The concern here is the contents of the output file. All the heavy lifting is done by the tool. It takes a source bucket of the S3 access logs and then processes the files into the partitioned prefixes and outputs parquet files. The input S3 access log has two entries for a delete but the output file only has 1 entry. The loss of the other entry is problematic since that entry has more relevant detail.

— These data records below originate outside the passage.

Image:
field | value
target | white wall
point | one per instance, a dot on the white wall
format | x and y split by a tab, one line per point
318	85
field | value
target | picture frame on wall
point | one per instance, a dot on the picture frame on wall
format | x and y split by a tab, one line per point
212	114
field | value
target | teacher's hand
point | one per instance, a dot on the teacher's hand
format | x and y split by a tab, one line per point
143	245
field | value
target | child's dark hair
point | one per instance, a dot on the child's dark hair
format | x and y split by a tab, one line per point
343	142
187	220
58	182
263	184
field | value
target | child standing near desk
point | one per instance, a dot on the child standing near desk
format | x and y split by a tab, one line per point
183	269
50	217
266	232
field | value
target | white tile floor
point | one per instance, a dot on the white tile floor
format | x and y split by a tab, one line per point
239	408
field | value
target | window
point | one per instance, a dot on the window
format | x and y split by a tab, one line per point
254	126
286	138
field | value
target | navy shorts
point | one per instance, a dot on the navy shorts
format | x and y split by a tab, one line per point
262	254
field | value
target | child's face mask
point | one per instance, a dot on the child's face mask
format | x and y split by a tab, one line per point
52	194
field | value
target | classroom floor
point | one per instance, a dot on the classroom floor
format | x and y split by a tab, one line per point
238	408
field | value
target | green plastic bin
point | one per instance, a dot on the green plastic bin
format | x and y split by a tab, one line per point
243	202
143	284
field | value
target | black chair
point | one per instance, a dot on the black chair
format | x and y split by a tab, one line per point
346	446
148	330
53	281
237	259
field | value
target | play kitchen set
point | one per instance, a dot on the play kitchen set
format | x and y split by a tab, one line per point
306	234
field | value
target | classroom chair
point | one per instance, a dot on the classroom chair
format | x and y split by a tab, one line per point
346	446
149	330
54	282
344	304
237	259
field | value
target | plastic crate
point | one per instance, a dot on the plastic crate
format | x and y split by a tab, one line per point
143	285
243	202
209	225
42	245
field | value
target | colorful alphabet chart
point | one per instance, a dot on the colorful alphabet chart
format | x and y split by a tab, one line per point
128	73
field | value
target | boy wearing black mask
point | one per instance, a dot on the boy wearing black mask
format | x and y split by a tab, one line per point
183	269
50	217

To troubleshoot a row lost you cannot do it that way (since it's lost), you would need to trace at which point of the pipeline is lost (possibly deduplicated), for instance printing the number of records in the data with that delete event from the moment the data is read till it is written
We are in agreement. My original question was to determine if others had already encountered this problem and had an answer. I have been attempting to debug the code and have been running into difficulties but I continue to troubleshoot.